Which is why I was floored to read today in the Washington Post that Joe Gibbs is now permitting players to be in charge of their own conditioning, away from Redskins Park, wherever they want. While the Howard Bryant piece is short on detail, such as benchmarks and whether the team will have any influence over the player workouts, I generally view trusting players to take care of their own offseason conditioning as another bad sign that Joe has lost his fire, is just ceding the team to the players.

It began with the free agent signings and aftermath of the 2006 season. To my sensibilities, Joe picked all these 'stars' (ok we are saying for the sake of argument that Joe is on the level when he says all these players were picked by him or his staff and not by Dan Snyder with Joe's rubber stamp) but then when the top drawer still needs motivation and management, Joe shrugged his shoulders like Norval Turner and just said, if they don't want to do it, I can't make them.

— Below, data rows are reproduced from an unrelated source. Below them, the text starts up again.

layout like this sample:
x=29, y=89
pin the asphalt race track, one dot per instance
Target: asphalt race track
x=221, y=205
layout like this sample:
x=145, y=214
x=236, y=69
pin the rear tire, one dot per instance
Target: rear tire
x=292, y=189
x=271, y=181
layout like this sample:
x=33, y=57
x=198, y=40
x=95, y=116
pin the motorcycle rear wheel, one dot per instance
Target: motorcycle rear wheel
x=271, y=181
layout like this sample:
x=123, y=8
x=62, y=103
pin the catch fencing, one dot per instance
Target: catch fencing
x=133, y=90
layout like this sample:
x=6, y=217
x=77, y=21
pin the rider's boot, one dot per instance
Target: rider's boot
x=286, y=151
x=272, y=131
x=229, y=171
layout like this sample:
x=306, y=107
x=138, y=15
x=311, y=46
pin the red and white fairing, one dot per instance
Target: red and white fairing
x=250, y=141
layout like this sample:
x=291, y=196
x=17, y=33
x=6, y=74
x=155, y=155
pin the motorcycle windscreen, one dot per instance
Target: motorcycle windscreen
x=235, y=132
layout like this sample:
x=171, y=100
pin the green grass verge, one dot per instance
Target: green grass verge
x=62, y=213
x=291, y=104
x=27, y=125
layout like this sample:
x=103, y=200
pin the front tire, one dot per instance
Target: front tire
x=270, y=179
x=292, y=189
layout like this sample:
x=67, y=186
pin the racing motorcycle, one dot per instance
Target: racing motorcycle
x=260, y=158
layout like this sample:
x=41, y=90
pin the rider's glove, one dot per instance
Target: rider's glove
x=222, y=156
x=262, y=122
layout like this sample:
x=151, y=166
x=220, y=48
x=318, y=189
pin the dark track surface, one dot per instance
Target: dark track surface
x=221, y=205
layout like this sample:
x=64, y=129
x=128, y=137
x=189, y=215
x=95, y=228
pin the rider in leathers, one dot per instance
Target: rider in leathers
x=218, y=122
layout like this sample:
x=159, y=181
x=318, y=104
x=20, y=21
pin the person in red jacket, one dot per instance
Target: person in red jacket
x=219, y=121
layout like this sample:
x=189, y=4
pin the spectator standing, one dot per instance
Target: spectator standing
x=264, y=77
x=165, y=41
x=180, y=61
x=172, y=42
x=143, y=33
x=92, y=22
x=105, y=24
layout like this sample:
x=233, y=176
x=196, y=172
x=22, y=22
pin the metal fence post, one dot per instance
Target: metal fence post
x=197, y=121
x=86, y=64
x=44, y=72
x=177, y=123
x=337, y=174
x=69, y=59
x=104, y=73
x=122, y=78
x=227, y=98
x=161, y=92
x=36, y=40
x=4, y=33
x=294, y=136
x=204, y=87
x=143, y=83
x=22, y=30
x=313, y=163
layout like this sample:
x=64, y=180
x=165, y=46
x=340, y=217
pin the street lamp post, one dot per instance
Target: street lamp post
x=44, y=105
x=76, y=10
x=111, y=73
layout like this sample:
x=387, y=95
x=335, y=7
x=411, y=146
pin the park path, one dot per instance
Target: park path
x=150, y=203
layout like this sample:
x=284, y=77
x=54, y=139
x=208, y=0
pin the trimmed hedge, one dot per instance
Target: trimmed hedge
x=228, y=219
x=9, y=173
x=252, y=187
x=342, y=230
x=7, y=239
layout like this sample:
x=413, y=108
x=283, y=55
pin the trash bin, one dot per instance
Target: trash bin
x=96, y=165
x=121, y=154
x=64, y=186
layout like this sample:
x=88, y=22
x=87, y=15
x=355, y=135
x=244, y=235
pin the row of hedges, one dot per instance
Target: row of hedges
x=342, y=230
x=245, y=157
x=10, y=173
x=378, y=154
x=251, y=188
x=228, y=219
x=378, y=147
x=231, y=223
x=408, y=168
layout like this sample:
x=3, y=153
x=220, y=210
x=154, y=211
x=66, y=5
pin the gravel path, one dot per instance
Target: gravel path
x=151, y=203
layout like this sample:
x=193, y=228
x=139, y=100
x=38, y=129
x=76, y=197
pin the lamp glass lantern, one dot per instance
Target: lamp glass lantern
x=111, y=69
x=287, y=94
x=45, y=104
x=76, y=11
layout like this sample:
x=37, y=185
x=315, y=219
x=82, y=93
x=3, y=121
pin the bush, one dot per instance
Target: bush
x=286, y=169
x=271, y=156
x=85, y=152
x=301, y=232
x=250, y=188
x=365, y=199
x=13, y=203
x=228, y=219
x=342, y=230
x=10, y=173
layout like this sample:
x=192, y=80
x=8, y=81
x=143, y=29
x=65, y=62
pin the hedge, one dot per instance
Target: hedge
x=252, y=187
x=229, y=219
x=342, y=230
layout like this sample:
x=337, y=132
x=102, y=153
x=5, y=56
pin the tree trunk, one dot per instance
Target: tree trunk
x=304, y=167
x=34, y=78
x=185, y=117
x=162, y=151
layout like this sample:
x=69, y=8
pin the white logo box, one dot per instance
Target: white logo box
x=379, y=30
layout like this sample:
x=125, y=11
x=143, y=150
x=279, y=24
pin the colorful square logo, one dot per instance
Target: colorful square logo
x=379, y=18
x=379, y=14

Back in the day, Joe could coach 'em up. He took a team of replacement players and won all three strike games in 1987, including the famous Monday night Dallas game when the picket line-crossing Cowboys regulars, including Tony Dorsett, Danny White, Randy White and Too Tall Jones, lost at home to the Redskins who had a convicted drug offender out on work release at quarterback.

It continued with Al Saunders. Joe designs the offense and calls his own plays. Bringing in anyone else, irregardless of whether it's another Don Coryell alum, signals that Joe is not invested enough in the outcome to handle the details.

And now, two years after Joe tolerated Sean Taylor not returning team calls he is trusting players to stay in condition on their own. In the economics of football, obviously there will be many players that still show up to Redskins Park, lower caste players that want face time. But the big ticket players, the money players, expect that they will be "handling it" on their own.

Yes, there are top drawer players that take care of themselves, but Clinton Portis, Sean Taylor and Brandon Lloyd are not Donovan McNabb and I have no sense that these guys doubt their raw abilities or believe they can be better, and I'll be on Fat Patrol come training camp.